First, before accommodating the circuit board 16 in the case 33, an appropriate amount of heat-dissipating grease is applied to the back surface of the diode bridge 21 and the switching element 22 and the outer surface of the IPM 23. The back surfaces of the diode bridge 21 and the switching element 22 are surfaces facing the side wall portion 33 a when the circuit board 16 is accommodated in the case 33, that is, a surface on the side facing the thermal connection wall portion 41. It is.

Next, the following accommodating operation is performed as an operation for accommodating the circuit board 16 in the case 33.
As indicated by the dotted arrow in FIG. 4, the circuit board 16 is brought closer to the case 33 from above the case 33 so as to be parallel to the bottom 33 e of the case 33.

  As shown in FIG. 17, among the side edges 16 a to 16 d of the circuit board 16, the corner 72 of the side edge 16 c that is opposite to the mounting position of the diode bridge 21 and the switching element 22 is guided in the case 33. It is made to contact | abut near the upper end of the part 70. FIG. At this time, a gap D larger than the thickness of the heat radiation grease applied to the back surface is generated between the back surface of the diode bridge 21 and the switching element 22 and the heat connection wall portion 41 of the case 33. In addition, illustration of thermal radiation grease is abbreviate | omitted.

  Thereafter, the circuit board 16 is moved downward while the corner 72 of the side edge 16 c of the circuit board 16 is brought into contact with the guide part 70. That is, the circuit board 16 is stored in the case 33. As the circuit board 16 goes downward, the distance between the back surface of the diode bridge 21 and the switching element 22 and the thermal connection wall 41 decreases.

  When the back surface of the circuit board 16 comes into contact with the support portion 56 of the case 33, the circuit board 16 is accommodated in the case 33 as shown in FIG. In this state, there is a minute gap between the back surface of the diode bridge 21 and the switching element 22 and the heat connection wall portion 41 in which heat dissipation grease can be interposed.

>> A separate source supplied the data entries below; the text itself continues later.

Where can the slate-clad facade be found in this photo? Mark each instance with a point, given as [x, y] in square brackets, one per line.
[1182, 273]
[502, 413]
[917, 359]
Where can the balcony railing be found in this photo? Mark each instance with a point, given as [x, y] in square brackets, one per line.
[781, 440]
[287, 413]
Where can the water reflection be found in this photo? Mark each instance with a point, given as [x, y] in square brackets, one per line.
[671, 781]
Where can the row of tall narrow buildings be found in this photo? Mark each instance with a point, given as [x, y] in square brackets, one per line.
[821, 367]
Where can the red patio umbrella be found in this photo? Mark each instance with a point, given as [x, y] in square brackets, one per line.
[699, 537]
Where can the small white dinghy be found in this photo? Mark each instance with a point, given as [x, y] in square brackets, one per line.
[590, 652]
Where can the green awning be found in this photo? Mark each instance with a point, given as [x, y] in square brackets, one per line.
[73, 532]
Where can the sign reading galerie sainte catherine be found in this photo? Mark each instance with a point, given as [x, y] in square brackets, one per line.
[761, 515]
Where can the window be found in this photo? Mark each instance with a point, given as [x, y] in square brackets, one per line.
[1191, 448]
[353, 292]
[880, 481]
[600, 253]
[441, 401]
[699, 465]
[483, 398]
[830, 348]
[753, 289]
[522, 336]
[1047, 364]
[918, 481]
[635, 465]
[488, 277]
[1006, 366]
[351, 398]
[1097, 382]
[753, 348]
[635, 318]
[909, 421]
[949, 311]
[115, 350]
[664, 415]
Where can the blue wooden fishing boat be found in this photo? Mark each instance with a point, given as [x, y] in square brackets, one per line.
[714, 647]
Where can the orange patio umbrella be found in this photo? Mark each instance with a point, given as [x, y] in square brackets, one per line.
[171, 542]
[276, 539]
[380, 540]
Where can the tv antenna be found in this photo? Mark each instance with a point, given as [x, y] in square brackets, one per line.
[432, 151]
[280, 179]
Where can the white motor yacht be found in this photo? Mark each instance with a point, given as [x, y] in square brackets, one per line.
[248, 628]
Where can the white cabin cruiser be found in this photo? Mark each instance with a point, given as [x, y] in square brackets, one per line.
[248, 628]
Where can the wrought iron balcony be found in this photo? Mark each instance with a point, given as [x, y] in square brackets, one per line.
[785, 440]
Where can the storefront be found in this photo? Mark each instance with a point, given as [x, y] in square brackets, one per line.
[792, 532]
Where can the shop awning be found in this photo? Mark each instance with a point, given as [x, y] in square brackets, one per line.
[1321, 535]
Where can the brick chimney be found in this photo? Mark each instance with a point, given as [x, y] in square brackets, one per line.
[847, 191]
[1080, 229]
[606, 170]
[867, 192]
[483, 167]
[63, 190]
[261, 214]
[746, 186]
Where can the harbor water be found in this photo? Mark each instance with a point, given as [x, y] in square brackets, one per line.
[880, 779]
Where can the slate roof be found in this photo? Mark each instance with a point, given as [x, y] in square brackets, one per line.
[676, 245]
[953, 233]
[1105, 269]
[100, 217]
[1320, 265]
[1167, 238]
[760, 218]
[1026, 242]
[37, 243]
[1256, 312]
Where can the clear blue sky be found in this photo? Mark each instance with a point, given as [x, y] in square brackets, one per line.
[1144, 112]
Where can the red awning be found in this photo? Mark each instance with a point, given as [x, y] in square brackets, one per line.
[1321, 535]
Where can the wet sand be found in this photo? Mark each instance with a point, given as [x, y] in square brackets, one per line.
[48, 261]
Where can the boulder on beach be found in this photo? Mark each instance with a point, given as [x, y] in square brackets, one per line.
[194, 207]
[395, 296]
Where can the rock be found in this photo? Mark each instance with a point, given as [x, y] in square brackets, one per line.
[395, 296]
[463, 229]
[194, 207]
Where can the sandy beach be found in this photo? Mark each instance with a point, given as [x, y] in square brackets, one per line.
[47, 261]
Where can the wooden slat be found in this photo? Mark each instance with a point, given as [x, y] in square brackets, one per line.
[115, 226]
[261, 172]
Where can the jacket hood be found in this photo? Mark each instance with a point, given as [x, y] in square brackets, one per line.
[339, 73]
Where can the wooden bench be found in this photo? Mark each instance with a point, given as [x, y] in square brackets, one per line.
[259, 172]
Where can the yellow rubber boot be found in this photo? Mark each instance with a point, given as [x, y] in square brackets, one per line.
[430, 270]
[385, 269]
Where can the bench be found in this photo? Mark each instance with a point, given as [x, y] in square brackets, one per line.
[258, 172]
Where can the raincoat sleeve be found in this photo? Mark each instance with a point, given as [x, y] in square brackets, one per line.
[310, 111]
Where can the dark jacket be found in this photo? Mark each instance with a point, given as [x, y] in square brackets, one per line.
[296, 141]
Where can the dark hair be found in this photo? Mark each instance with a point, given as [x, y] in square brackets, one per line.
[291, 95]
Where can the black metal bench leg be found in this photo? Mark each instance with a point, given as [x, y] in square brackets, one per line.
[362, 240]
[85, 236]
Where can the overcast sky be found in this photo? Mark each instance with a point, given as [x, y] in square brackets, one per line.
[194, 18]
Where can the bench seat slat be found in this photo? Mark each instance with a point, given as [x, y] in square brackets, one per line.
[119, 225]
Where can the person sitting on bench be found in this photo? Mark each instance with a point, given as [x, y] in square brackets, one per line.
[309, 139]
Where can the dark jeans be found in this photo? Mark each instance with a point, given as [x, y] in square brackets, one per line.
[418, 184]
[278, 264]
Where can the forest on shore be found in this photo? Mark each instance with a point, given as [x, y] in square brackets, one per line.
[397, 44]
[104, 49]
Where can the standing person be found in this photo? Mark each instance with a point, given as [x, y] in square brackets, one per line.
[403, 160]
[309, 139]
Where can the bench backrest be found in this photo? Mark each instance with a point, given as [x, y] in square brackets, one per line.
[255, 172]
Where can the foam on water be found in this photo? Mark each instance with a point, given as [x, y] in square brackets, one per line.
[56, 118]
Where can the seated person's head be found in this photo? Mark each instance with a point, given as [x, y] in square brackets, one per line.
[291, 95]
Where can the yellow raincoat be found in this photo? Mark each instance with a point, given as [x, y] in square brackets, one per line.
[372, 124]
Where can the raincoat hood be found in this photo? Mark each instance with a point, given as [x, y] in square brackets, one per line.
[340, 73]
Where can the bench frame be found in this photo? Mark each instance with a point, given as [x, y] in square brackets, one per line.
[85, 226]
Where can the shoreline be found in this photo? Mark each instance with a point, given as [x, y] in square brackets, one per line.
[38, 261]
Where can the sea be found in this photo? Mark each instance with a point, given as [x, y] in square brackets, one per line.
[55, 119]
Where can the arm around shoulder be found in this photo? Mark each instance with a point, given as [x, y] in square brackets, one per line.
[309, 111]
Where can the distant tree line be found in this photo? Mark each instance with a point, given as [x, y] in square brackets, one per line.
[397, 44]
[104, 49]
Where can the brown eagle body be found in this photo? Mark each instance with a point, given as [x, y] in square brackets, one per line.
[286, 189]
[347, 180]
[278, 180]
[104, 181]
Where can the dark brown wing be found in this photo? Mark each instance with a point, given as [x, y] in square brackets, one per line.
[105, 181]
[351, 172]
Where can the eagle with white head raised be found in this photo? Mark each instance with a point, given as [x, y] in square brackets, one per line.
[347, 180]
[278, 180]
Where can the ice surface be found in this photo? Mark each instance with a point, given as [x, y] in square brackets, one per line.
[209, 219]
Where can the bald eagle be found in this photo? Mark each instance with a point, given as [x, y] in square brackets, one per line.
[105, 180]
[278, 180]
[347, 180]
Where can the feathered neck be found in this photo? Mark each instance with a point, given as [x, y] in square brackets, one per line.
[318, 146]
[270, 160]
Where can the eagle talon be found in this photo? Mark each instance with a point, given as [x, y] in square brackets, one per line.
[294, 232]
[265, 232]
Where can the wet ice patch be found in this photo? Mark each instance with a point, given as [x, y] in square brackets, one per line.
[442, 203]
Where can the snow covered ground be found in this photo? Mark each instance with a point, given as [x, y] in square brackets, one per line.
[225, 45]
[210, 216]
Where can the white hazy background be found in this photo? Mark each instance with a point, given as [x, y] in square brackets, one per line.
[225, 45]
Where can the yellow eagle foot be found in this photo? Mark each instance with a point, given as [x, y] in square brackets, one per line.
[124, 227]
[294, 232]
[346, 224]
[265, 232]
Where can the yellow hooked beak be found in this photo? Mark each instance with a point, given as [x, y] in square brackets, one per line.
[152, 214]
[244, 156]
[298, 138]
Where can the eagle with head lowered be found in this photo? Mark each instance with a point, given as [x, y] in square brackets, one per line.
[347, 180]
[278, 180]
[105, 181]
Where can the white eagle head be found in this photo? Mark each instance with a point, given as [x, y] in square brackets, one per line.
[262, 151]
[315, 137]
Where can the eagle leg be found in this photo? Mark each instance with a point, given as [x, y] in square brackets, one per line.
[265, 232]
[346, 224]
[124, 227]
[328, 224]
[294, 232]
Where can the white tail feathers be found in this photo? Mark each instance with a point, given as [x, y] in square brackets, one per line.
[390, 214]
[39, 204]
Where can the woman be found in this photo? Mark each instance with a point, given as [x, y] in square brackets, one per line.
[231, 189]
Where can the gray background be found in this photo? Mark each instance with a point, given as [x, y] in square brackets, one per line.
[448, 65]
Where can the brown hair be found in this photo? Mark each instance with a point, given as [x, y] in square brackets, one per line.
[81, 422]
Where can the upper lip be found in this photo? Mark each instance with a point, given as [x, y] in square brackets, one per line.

The diode bridge 21 and the switching element and the thermal connection wall 41 are connected to each other through heat radiation grease so as to be able to conduct heat.

  When the above housing operation is completed, each of the diode bridge 21 and the switching element 22 is fixed to the thermal connection wall 41 with screws 43 and 45 as shown in FIG. Specifically, the diode bridge 21 is fixed to the thermal connection wall 41 by inserting the screw 43 into the hole 21 a of the diode bridge 21 and screwing into the fixing hole 44 of the thermal connection wall 41. Similarly, the switching element 22 is fixed to the thermal connection wall 41 by inserting the screw 45 into the hole 22 a of the switching element 22 and screwing into the fixing hole 46 of the thermal connection wall 41.

Further, the screws 35 and 36 are inserted from the holes 37 and 38 of the circuit board 16 and screwed into the fixing holes 51 and 52 of the case 33, thereby fixing the IPM 23 to the case 33.
The circuit board 16 is fixed to the case 33 by fixing the diode bridge 21, the switching element 22, and the IPM 23 mounted on the circuit board 16 to the case 33.

  Next, the molding material is filled into the space between the back surface of the circuit board 16 and the case 33 from the three holes 37, 38, 39 provided in the circuit board 16. Finally, in the case 33, the molding material is also filled in the portion above the circuit board 16.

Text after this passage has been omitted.